Unprivileged containers
When using instanceType: container
, CAPN will launch an LXC container for each cluster node. In order for Kubernetes and the container runtime to work, CAPN launches privileged
containers by default.
However, privileged containers can pose security risks, especially in multi-tenant deployments. In such scenarios, if an adversary workload takes control of the kubelet, it can use the privileged
capabilities to escape the container boundaries and affect workloads of other tenants or even fully take over the hypervisor.
In order to address these security risks, it is possible to use unprivileged containers instead.
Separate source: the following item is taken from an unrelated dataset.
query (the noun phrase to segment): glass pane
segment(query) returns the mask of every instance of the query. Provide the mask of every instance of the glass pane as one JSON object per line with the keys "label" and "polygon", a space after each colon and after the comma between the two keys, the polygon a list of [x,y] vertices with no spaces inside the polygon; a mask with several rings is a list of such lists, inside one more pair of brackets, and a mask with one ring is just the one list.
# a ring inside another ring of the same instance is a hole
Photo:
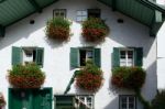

Using unprivileged containers
To use unprivileged containers, use the default cluster template and set PRIVILEGED=false
.
Unprivileged containers require extra configuration on the container runtime. This configuration is available in the kubeadm images starting from version v1.32.4.
Running Kubernetes in unprivileged containers
In order for Kubernetes to work inside an unprivileged containers, configuration of containerd, kubelet and kube-proxy is adjusted, in accordance with the upstream project documentation.
In particular, the following configuration adjustments are performed:
kubelet
- add feature gate
KubeletInUserNamespace: true
When using the default cluster template, these are applied on the nodes through a KubeletConfiguration patch.
NOTE: Kubernetes documentation also recommends using
cgroupDriver: cgroupfs
, but Incus and Canonical LXD both work correctly with the systemd cgroup driver. Further, Kubelet 1.32+ with containerd 2.0+ can query which cgroup driver is used through the CRI API, so no static configuration is required.
containerd
- set
disable_apparmor = true
- set
restrict_oom_score_adj = true
- set
disable_hugetlb_controller = true
NOTE: Kubernetes documentation also recommends setting
SystemdCgroup = false
, but Incus and Canonical LXD both work correctly with the systemd cgroup driver.
When using the default images, the containerd service will automatically detect that the container is running in unprivileged mode, and set those options before starting. See systemctl status containerd
for details.
Support in pre-built kubeadm images
Unprivileged containers are supported with the pre-built kubeadm images starting from version v1.32.4.
Limitations in unprivileged containers
Known limitations apply when using unprivileged containers, e.g. consuming NFS volumes. See Caveats and Caveats and Future work for more details.
Similar limitations might apply for the CNI of the cluster. kube-flannel
with the vxlan backend is known to work.
Testing
The above have been tested with Incus 6.10+ on Kernel 6.8 or newer.